Fairly or not, the president has lost all credibility as a racial uniter. The public now expects an elite to mine any trace of racial insensitivity in order to create grievances, bank sympathy, and translate that into political capital — while avoiding the promised honest discussion about race.
That taboo debate would inevitably address the degree to which the depressing per capita statistics on incarceration, illegitimacy, violent crime, gangs, entitlement dependency, and lack of education within the African-American community are due to residual racism, and to what degree they stem from a failure of the black leadership to address personal responsibility, or the disastrous entitlement policies of the federal government. Giving preference to the children of a Valerie Jarrett, an Eric Holder, or a Barack Obama to enter Harvard or Yale, or wading out into a crowd of tea-partiers in hopes of snagging a racial slur for political purposes, does nothing to alleviate the tragedy in the D.C. school system or the implosion of Detroit.
So we know what lies ahead for the next two years. Sympathetic observers in the media will detect racism in the tea parties and in non-mainstream-media coverage of Mr. Obama’s disappointing performance. As never before, any African-American politician mired in ethics problems (e.g., Charles Rangel) or facing political oblivion (e.g., David Paterson) will claim he is a victim of racial intolerance.
Privately, a majority of Americans accepts that the African-American elite enjoys a particular leeway in promiscuously leveling accusations of racism — and that such exemption from criticism ultimately derives from the fact that on a percentage basis much of the African-American community is not doing as well as the rest of America, and the culprit must be either racism or a lack of government financial assistance. End of discussion.
In short, we are witnessing a public soon asked to pay higher taxes as the debt grows and jobs remain scarce, while its energy costs spike — and popular protests over any and all of that earn charges of racism.
Mr. Obama could rather easily restore his credibility by offering a plan to balance the budget that matched his tax hikes with tough budget cuts. He could offer a jobs plan centered on incentives for business and psychological support for entrepreneurs.

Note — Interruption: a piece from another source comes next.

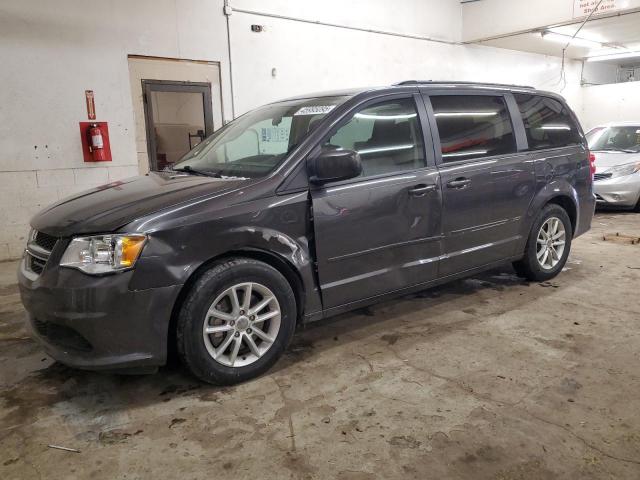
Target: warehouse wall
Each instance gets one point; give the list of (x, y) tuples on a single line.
[(610, 103), (50, 54)]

He could offer a landmark new tax code that rewards income and savings, and taxes consumption. A multifaceted energy program might tap all the oil, coal, gas, and nuclear power we could produce as a bridge to next-generation fuels without bankrupting the Treasury or endangering our autonomy. And a fair-minded discussion of race would explore how obsession with elite racial grievances has little to do with the causes of a too-large African-American underclass.
Until then, the more mellifluously the president lectures, the more he will exhaust the voters.
— NRO contributor Victor Davis Hanson is a senior fellow at the Hoover Institution, the editor of Makers of Ancient Strategy: From the Persian Wars to the Fall of Rome, and the author of The Father of Us All: War and History, Ancient and Modern.